Relato de la regata Congalsa vuelta a Salvora: ¿Cómo hemos vivido y sentido esta regata desde el Jabucho?

Tras un período largo fuera del mundo de las regatas náuticas, hoy hemos podido regresar al mar y realizar la primera regata en el Jabucho, un barco que representa el esfuerzo, la superación y la pasión por el mar. Después de realizar todos los trámites burocráticos, permisos, certificados, titulaciones, etc. Hemos conseguido reunir un equipo apasionado por el mar y por la vela.
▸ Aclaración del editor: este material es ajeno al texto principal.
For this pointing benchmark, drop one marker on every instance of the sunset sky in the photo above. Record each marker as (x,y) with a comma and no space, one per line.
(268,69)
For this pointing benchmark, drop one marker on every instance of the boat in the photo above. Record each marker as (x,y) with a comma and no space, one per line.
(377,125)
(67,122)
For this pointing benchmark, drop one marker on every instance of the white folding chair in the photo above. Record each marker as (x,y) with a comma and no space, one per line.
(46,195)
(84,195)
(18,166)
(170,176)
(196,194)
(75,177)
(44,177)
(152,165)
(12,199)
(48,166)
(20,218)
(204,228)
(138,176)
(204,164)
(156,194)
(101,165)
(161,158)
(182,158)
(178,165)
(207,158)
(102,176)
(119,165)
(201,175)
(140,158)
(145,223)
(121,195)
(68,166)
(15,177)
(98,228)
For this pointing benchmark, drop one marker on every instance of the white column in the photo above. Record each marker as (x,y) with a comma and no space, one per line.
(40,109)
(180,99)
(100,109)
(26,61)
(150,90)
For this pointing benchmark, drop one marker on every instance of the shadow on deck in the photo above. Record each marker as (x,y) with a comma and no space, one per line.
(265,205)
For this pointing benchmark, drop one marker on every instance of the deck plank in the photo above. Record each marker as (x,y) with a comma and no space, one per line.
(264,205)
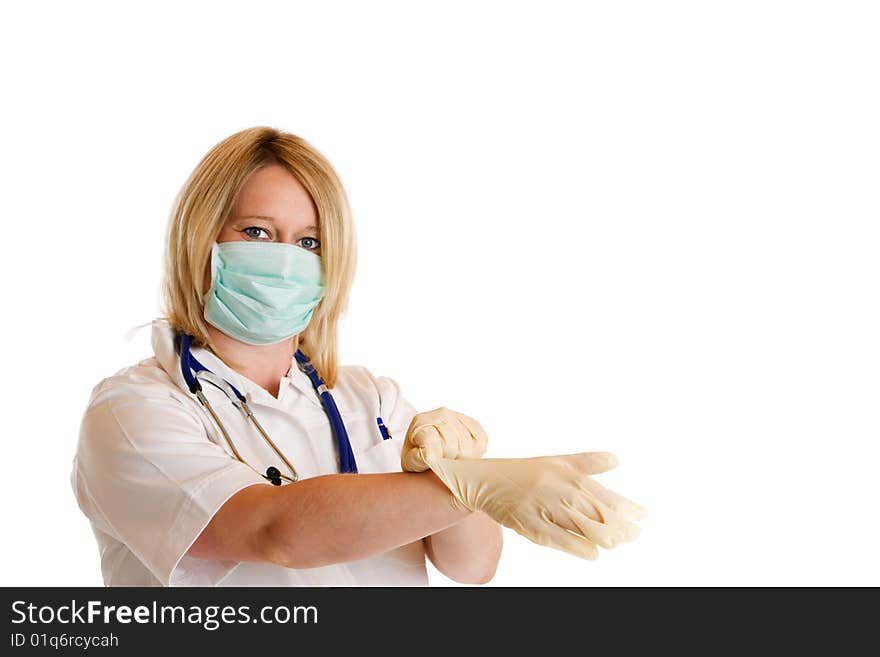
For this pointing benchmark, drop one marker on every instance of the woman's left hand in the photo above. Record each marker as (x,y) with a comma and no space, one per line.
(441,433)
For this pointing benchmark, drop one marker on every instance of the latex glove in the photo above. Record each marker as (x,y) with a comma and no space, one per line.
(441,433)
(551,500)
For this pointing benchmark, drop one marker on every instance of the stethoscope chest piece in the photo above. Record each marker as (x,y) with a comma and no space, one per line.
(194,373)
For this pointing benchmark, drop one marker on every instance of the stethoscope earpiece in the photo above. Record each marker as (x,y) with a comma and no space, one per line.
(273,475)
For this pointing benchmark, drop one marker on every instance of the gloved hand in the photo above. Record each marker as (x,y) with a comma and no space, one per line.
(441,433)
(550,500)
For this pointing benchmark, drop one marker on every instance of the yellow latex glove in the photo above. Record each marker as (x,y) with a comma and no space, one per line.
(551,500)
(441,433)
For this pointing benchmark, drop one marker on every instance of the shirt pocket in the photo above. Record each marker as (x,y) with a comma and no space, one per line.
(381,457)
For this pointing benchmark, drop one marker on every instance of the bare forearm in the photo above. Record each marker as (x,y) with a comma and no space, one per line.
(337,518)
(468,551)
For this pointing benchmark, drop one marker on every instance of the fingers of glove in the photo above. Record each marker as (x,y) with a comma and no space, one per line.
(590,463)
(412,459)
(606,534)
(625,507)
(595,509)
(429,439)
(474,440)
(552,535)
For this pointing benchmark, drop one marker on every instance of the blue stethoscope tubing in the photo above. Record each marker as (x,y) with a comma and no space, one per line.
(193,371)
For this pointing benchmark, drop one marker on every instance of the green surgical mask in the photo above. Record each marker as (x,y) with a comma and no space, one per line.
(262,292)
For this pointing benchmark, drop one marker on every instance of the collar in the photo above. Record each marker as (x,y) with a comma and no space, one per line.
(162,340)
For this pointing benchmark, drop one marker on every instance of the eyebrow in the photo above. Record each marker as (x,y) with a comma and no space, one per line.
(272,220)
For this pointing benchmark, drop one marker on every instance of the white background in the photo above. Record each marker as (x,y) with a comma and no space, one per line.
(642,227)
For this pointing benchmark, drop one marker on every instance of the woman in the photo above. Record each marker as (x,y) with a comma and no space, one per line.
(174,473)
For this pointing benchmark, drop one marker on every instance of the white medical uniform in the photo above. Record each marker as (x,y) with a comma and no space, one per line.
(152,468)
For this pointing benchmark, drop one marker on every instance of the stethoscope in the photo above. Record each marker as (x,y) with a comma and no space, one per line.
(194,372)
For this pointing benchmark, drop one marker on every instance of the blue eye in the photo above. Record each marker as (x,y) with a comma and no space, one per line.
(255,228)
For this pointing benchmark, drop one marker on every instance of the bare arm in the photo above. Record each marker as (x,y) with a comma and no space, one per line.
(468,551)
(328,519)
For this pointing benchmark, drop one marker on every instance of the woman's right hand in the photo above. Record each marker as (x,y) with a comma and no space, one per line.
(551,500)
(441,433)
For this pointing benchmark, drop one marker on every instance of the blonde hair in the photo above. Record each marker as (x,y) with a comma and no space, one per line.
(202,207)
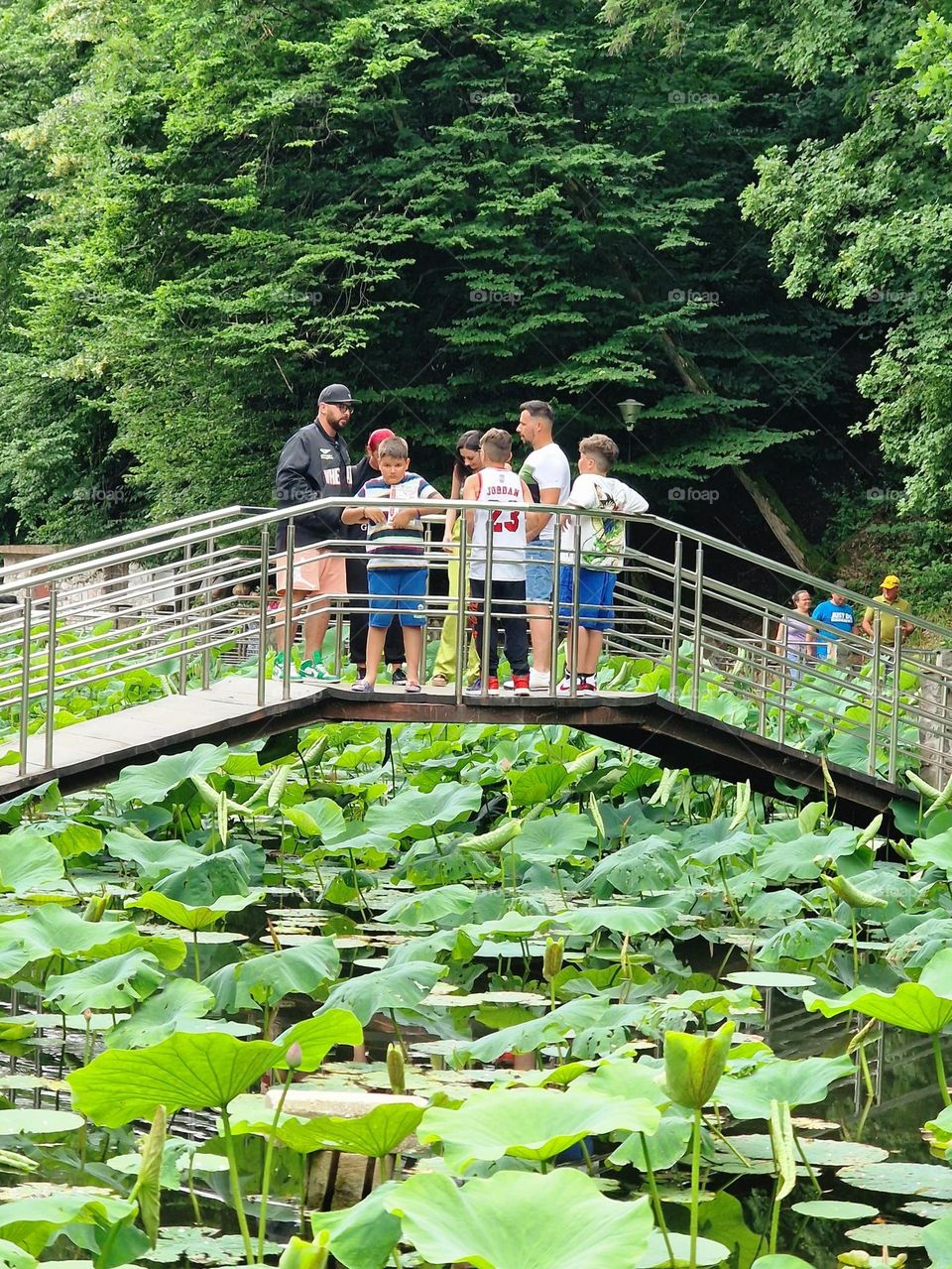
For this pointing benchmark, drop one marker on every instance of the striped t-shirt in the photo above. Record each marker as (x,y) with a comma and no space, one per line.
(396,549)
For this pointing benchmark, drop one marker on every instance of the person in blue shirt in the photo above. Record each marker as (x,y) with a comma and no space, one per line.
(837,614)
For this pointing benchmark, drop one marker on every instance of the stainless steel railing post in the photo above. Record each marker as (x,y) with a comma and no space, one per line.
(183,590)
(51,681)
(555,578)
(288,609)
(896,686)
(487,612)
(461,610)
(208,622)
(698,640)
(263,617)
(675,618)
(572,638)
(875,700)
(764,677)
(24,679)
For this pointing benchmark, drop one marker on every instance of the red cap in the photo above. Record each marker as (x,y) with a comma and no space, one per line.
(377,437)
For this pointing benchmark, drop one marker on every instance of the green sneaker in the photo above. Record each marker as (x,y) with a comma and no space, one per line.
(314,672)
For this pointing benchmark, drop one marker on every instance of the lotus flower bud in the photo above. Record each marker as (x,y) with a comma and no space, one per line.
(396,1070)
(305,1255)
(551,960)
(95,908)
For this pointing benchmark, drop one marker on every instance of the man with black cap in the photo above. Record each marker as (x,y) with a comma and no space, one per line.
(314,463)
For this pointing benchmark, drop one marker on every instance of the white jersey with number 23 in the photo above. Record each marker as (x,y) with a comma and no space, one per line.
(507,526)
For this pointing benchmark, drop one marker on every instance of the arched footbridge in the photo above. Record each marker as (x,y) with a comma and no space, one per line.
(693,673)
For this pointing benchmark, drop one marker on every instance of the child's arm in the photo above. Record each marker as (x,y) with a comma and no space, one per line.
(365,514)
(470,494)
(404,518)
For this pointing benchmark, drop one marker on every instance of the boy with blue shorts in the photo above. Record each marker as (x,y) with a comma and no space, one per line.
(601,555)
(396,568)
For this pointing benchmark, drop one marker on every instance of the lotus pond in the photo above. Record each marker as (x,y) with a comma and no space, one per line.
(469,996)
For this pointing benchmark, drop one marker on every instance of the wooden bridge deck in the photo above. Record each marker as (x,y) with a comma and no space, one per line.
(95,750)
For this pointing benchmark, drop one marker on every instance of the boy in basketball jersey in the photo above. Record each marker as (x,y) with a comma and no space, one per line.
(506,585)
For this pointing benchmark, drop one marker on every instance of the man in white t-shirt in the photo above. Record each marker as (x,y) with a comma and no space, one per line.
(549,478)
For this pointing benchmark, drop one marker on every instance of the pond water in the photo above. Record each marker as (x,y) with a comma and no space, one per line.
(507,908)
Un equipo que disfruta mientras navega, un equipo que se comunica y disfruta del mar, de la compañía y de la competición.

Descripción sensaciones vividas el día de la regata.

– La salida: La falta de práctica en el mundo de la regata nos hizo cometer errores y perder posiciones en la bolla de desmarque: sintonización incorrecta del equipo de radio, descontrol del tiempo en la salida, defectos en el trimado de velas, y la perdida de grados en el rumbo de ceñida.

– La navegación entre los bajos: Por primera vez utilizamos la aplicación “navionics” instalada en nuestro teléfono iphone y pudimos consultar la carta náutica para esquivar los numerosos bajos que rodean la isla de Sálvora. Esta aplicación nos dio seguridad y solvencia para afrontar nuevos retos en el futuro.

– Los competidores: Nos damos cuenta de que los competidores expertos regatistas conocedores de la zona de navegación ciñen a rumbos a los que nosotros no podemos llegar por el momento. Eso nos hace ver que necesitamos hacer ajustes en los sistemas de reenvío, velas y drizas. Además pone de manifiesto nuestra necesidad de limpiar y preparar el casco del barco para evitar el elevado índice de rozamiento actual.

– La integración del equipo: Solo tres personas del equipo tuvimos que hacer frente a todos estos retos, pero nuestra filosofía y expectativas estaban muy claras. Disfrutar y pasarlo bien conociéndonos e integrándonos aprendiendo de nuestros errores.

– El aprendizaje: Aprendemos en las regatas cometiendo errores. En esta ocasión hemos adujado, hemos montado la maniobra: driza, escota, braza y tangon e izado el spynaker por primera vez. Aunque no hemos seguido los pasos correctamente, conseguir volar el spy en popa cerrada y con un viendo considerable nos fortalece y nos das muchos ánimos por seguir aprendiendo y mejorando.

– Entorno natural y entrega de premios: Un entorno natural inmejorable y único del que hemos disfrutado, para cerrar el día con el acto de entrega de premios a los ganadores y con la conversación y risas con los otros regatistas.